Your question concerns the school districts request that you place your child on five hours per week home study due to problems functioning at school which you believe result from your son’s central auditory processing disorder and bipolar disorder. First, the decision to place a student on home study is a change of placement which must be determined by the IEP team, of which you are a member.
If you disagree with the recommendation of the IEP team, you have a right to request a special education due process hearing to challenge the proposal. If you request a hearing within the time period provided by your state for challenging a proposed change of placement before it becomes effective, your child must remain in the last agreed upon placement until the due process hearing is resolved.
In addition, although states typically have rules about the minimum level of services a child is entitled to if a child is placed in home study, the requirement is that they continue to receive a free appropriate public education. The services offered would constitute a minimum obligation, rather than the extent of services to which they are necessarily entitled. If you felt that home study was advisable, you could seek additional hours of service and/or related services from the school district beyond those that they are currently offering.
In addition, if you feel that your child should remain at school but is having difficulty by virtue of their disability, you can challenge the school district recommendation for home study and suggest that more intensive or different services be provided to your child at school in order to address the problems they are having which is leading the school to seek the home study option.
Generally, it would be important for you to have support from outside professionals and/or school staff for the provision of different and/or more intensive services within the school. If the school refuses to provide your desired services within school, this could also be the basis for a due process hearing.

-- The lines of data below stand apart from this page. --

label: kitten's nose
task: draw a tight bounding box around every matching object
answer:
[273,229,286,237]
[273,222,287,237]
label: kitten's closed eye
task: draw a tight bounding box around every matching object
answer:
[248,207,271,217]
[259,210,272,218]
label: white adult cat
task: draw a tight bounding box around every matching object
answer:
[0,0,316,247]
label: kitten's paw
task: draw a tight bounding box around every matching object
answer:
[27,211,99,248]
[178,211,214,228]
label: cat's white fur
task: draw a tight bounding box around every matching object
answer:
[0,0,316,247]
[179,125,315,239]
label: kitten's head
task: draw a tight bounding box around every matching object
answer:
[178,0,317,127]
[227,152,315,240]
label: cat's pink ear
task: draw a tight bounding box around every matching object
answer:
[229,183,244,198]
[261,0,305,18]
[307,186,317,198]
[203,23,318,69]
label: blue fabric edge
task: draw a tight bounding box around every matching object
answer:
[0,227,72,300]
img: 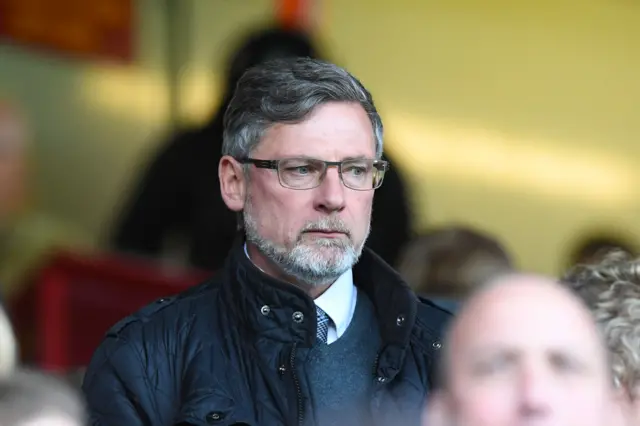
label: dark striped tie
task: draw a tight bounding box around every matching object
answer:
[316,306,330,344]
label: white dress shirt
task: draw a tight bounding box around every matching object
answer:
[314,269,357,344]
[245,244,357,344]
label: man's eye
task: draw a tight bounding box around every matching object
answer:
[550,354,583,373]
[471,356,514,377]
[347,166,366,176]
[284,163,314,174]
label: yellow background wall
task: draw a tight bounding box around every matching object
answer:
[321,0,640,273]
[1,0,639,275]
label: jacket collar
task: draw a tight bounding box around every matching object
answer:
[222,237,418,362]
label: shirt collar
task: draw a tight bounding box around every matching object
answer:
[244,243,356,336]
[314,268,356,338]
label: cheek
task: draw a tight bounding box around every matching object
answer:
[454,384,516,426]
[563,387,612,423]
[347,193,373,226]
[250,183,312,238]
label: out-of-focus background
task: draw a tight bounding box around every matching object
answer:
[0,0,639,376]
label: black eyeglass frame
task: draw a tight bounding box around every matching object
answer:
[238,157,389,191]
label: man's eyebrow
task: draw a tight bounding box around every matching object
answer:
[465,345,520,358]
[547,346,590,362]
[341,155,369,161]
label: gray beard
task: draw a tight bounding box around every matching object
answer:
[243,201,370,287]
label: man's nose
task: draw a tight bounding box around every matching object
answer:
[518,366,553,419]
[313,166,346,213]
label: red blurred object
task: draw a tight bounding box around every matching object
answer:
[22,251,209,371]
[277,0,310,30]
[0,0,134,63]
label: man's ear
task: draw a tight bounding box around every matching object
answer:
[219,155,247,212]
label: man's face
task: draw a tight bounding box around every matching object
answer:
[443,277,615,426]
[243,101,376,285]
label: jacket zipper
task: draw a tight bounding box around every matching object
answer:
[289,343,304,426]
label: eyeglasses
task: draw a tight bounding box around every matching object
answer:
[239,157,389,191]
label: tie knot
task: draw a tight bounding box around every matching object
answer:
[316,306,330,344]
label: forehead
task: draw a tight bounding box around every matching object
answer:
[450,280,604,363]
[253,101,376,159]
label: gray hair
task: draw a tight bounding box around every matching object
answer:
[222,58,383,159]
[563,250,640,397]
[562,250,638,307]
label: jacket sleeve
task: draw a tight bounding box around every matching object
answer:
[82,333,162,426]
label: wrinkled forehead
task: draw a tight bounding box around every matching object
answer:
[256,102,377,159]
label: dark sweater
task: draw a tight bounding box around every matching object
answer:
[305,290,381,426]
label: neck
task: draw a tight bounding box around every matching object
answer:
[246,242,333,299]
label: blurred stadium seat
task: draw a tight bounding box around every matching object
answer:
[13,250,209,371]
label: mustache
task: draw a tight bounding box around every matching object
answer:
[300,217,351,237]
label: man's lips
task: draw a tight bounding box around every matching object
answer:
[303,230,347,238]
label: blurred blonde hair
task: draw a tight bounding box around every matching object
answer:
[563,250,640,397]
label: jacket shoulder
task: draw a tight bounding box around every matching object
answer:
[83,276,227,425]
[105,273,224,339]
[413,296,453,342]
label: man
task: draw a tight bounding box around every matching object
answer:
[425,273,620,426]
[113,26,413,271]
[83,58,451,426]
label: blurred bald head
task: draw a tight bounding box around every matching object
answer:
[0,101,29,222]
[435,273,616,426]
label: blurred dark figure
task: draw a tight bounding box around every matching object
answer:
[112,26,412,270]
[397,225,514,312]
[0,369,86,426]
[568,234,636,268]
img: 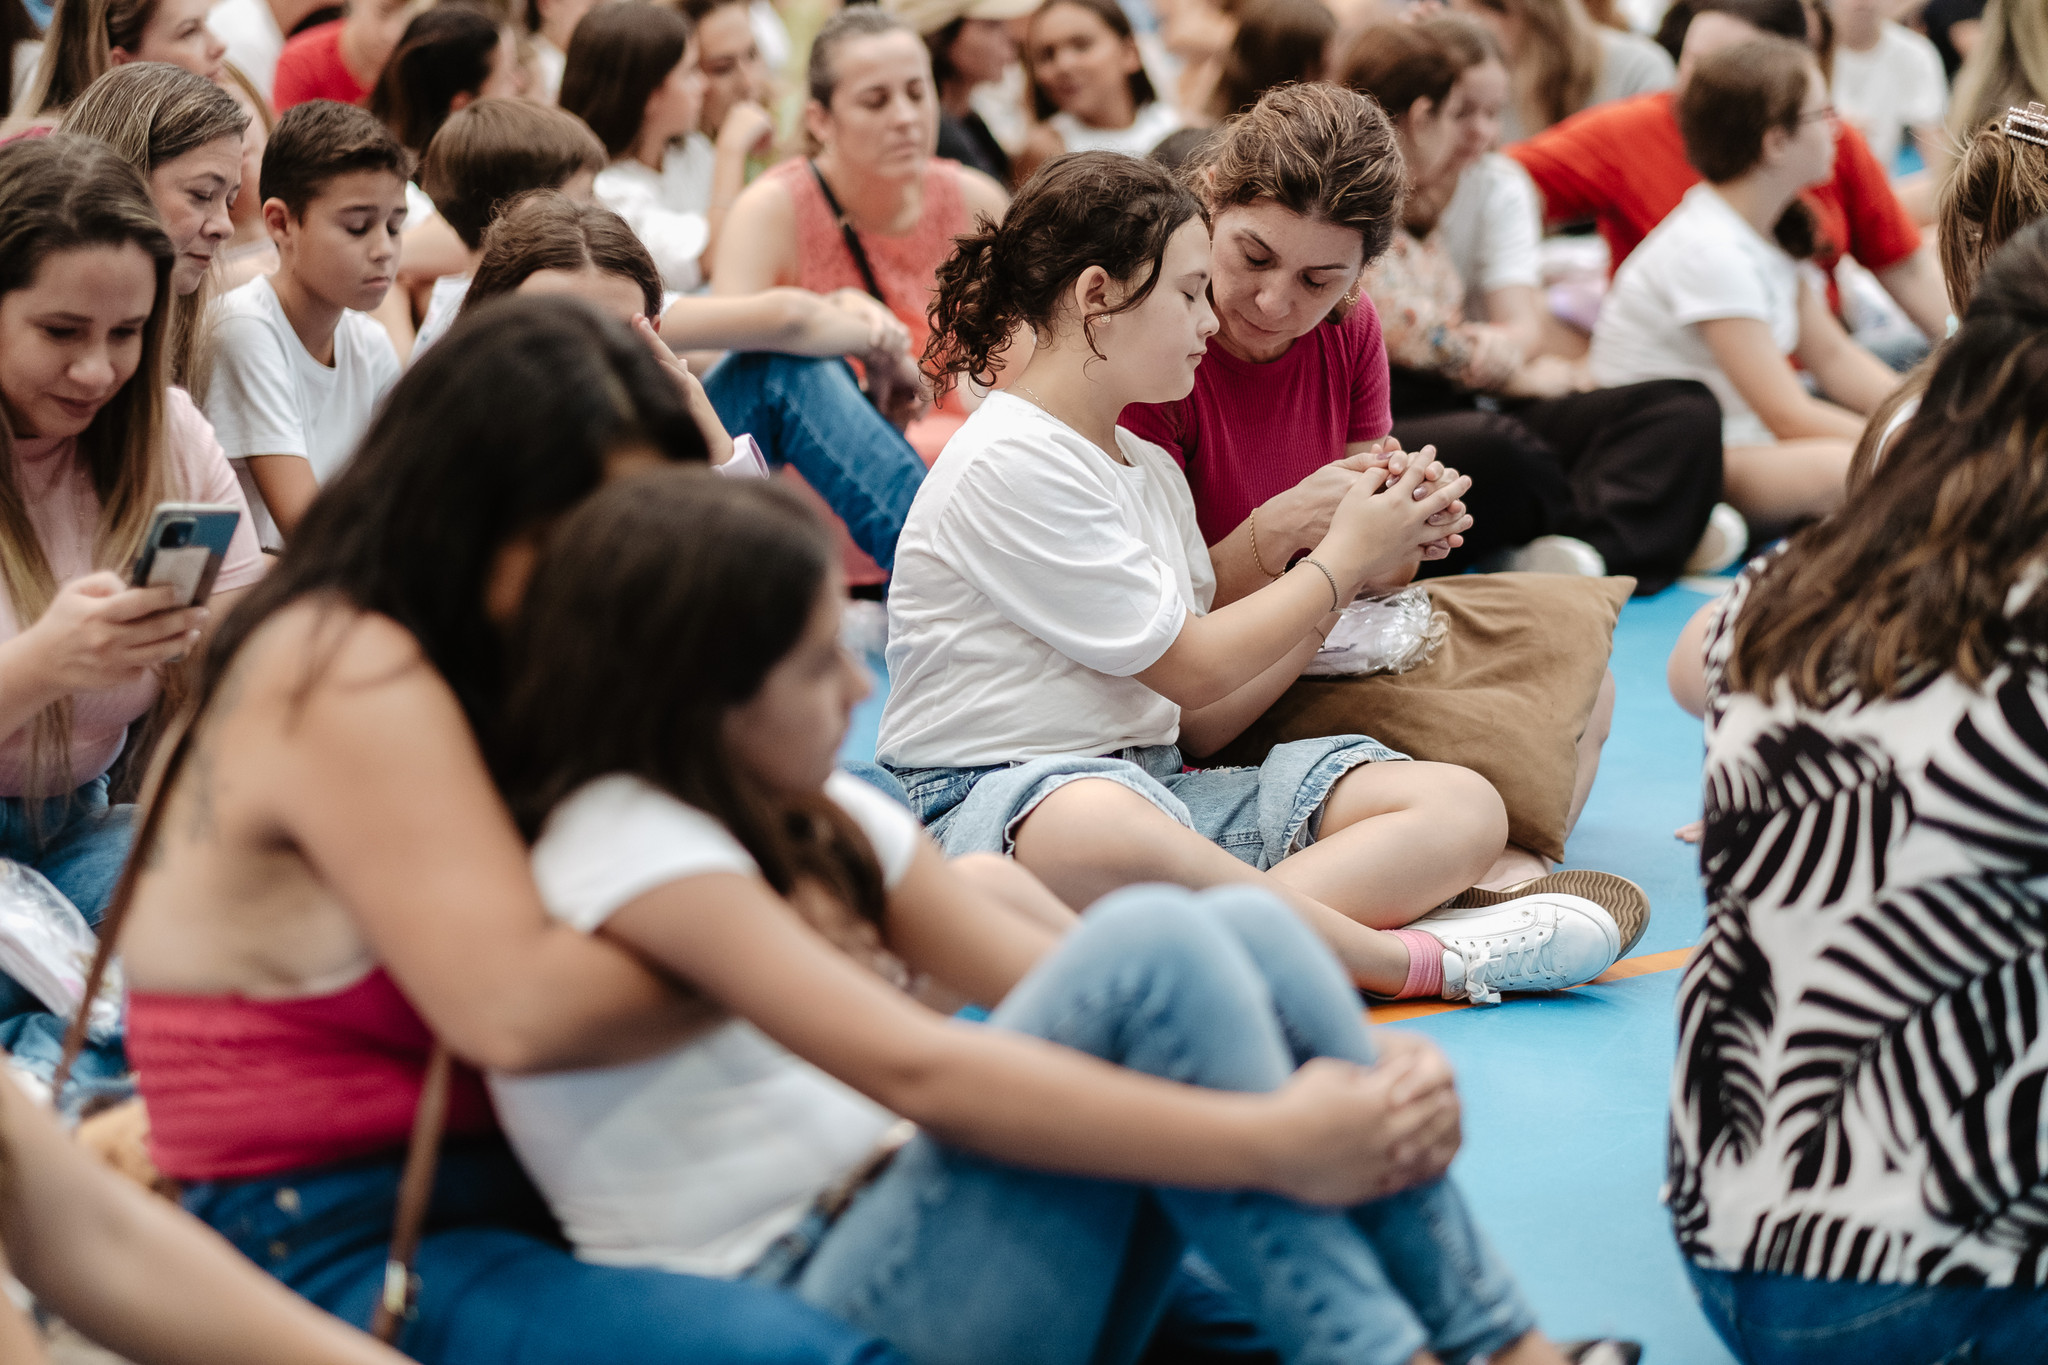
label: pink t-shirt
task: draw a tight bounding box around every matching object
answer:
[1120,303,1393,546]
[0,388,266,796]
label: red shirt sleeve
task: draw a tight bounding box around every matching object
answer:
[1506,113,1611,228]
[1831,122,1921,272]
[1343,302,1392,443]
[1117,398,1190,468]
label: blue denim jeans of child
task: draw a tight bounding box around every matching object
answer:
[0,774,133,1105]
[703,352,928,570]
[183,1137,905,1365]
[778,884,1534,1365]
[1687,1262,2048,1365]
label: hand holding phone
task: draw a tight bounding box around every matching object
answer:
[18,573,207,697]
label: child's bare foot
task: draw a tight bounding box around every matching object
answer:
[1675,819,1704,843]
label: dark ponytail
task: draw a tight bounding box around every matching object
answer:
[924,151,1205,394]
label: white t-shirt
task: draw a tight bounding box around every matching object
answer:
[208,0,284,100]
[1833,23,1948,171]
[1433,154,1543,322]
[490,771,918,1276]
[878,392,1215,769]
[204,275,401,546]
[1048,102,1184,159]
[594,144,713,293]
[10,39,41,116]
[531,33,566,105]
[408,272,470,360]
[1589,184,1800,447]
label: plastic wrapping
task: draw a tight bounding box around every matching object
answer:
[1304,585,1449,677]
[0,860,122,1044]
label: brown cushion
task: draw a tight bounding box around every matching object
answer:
[1204,573,1634,862]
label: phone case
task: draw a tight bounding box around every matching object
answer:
[131,503,241,608]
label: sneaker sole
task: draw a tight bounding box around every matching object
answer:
[1440,870,1650,957]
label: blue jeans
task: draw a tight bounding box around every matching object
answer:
[0,775,133,1105]
[183,1137,904,1365]
[779,885,1533,1365]
[703,352,928,570]
[888,737,1405,865]
[1687,1262,2048,1365]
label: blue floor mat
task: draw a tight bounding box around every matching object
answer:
[840,583,1732,1361]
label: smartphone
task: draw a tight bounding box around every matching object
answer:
[129,503,241,608]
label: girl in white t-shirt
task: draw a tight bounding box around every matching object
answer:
[1589,36,1901,525]
[491,465,1621,1365]
[559,4,716,292]
[1015,0,1182,181]
[883,151,1629,1005]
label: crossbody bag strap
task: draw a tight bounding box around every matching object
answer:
[368,1044,452,1345]
[808,159,890,310]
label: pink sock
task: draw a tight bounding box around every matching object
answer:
[1389,929,1445,999]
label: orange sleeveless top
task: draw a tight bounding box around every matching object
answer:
[766,156,973,584]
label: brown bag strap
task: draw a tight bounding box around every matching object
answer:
[368,1044,452,1345]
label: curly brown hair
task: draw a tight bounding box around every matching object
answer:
[924,150,1204,394]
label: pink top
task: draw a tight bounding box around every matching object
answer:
[1120,303,1394,546]
[0,389,265,797]
[765,155,974,585]
[129,968,496,1181]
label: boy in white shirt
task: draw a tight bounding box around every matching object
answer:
[205,100,407,545]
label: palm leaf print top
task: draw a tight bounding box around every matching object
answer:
[1671,560,2048,1290]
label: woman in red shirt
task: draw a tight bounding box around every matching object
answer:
[271,0,414,110]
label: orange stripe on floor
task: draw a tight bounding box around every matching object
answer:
[1366,946,1694,1023]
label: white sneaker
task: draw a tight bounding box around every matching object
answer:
[1409,894,1622,1005]
[1684,503,1749,576]
[1499,534,1607,577]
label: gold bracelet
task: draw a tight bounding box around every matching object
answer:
[1300,556,1342,613]
[1249,506,1282,578]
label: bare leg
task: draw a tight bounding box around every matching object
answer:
[1009,778,1413,993]
[1266,761,1506,925]
[948,852,1077,934]
[1724,439,1853,523]
[1492,1329,1574,1365]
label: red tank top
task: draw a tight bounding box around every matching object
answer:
[128,968,496,1182]
[766,157,973,585]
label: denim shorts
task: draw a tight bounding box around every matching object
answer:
[886,735,1407,869]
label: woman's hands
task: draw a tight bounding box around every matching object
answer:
[1255,1032,1462,1206]
[1255,440,1469,568]
[634,314,738,466]
[10,574,205,700]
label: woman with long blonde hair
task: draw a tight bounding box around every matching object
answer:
[59,61,248,388]
[14,0,223,126]
[0,134,262,1104]
[1451,0,1672,139]
[1946,0,2048,160]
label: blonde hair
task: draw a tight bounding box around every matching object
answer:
[1949,0,2048,147]
[60,63,248,390]
[19,0,161,118]
[1470,0,1603,134]
[0,136,177,801]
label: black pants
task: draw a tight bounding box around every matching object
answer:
[1391,372,1723,595]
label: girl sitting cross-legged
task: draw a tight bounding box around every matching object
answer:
[487,461,1634,1365]
[877,151,1626,1004]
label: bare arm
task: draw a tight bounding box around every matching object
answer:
[659,287,908,359]
[267,614,710,1073]
[1874,245,1950,341]
[703,102,777,268]
[881,842,1059,1006]
[245,455,320,540]
[1697,312,1868,441]
[956,164,1010,229]
[0,1076,406,1365]
[1793,283,1902,415]
[1176,626,1331,760]
[1479,283,1549,361]
[603,870,1459,1205]
[1667,598,1719,720]
[709,176,798,296]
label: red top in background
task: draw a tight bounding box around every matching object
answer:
[1506,89,1921,308]
[1120,302,1393,547]
[272,21,367,111]
[129,967,497,1182]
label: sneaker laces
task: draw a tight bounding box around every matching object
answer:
[1440,911,1560,1004]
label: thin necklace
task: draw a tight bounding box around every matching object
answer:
[1011,382,1054,413]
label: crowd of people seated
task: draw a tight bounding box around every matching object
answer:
[0,0,2042,1361]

Finally, your question suggests that the school is in effect “kicking out” your child. If the school district is refusing to allow your child to attend school, this would constitute a constructive suspension or expulsion even if the school has not officially initiated suspension or expulsion proceedings. Suspensions in excess of ten school days constitute a change of placement which requires the convening of a special manifestation meeting to determine if the behavior relating to the exclusion is related to the disability, as well as the initiation or review of existing functional behavioral analysis and behavioral intervention plans to address the behavior that is leading to the proposed exclusion.
Again, you would have the option of requesting a due process hearing if you feel that your child is being improperly excluded from school. Even if you’re the decision to exclude them from school would ultimately be upheld, your child retains the right to receive continuing services to allow them to make progress on their goals and objectives, have access to the general curriculum, and to address the behaviors that are leading to the exclusion.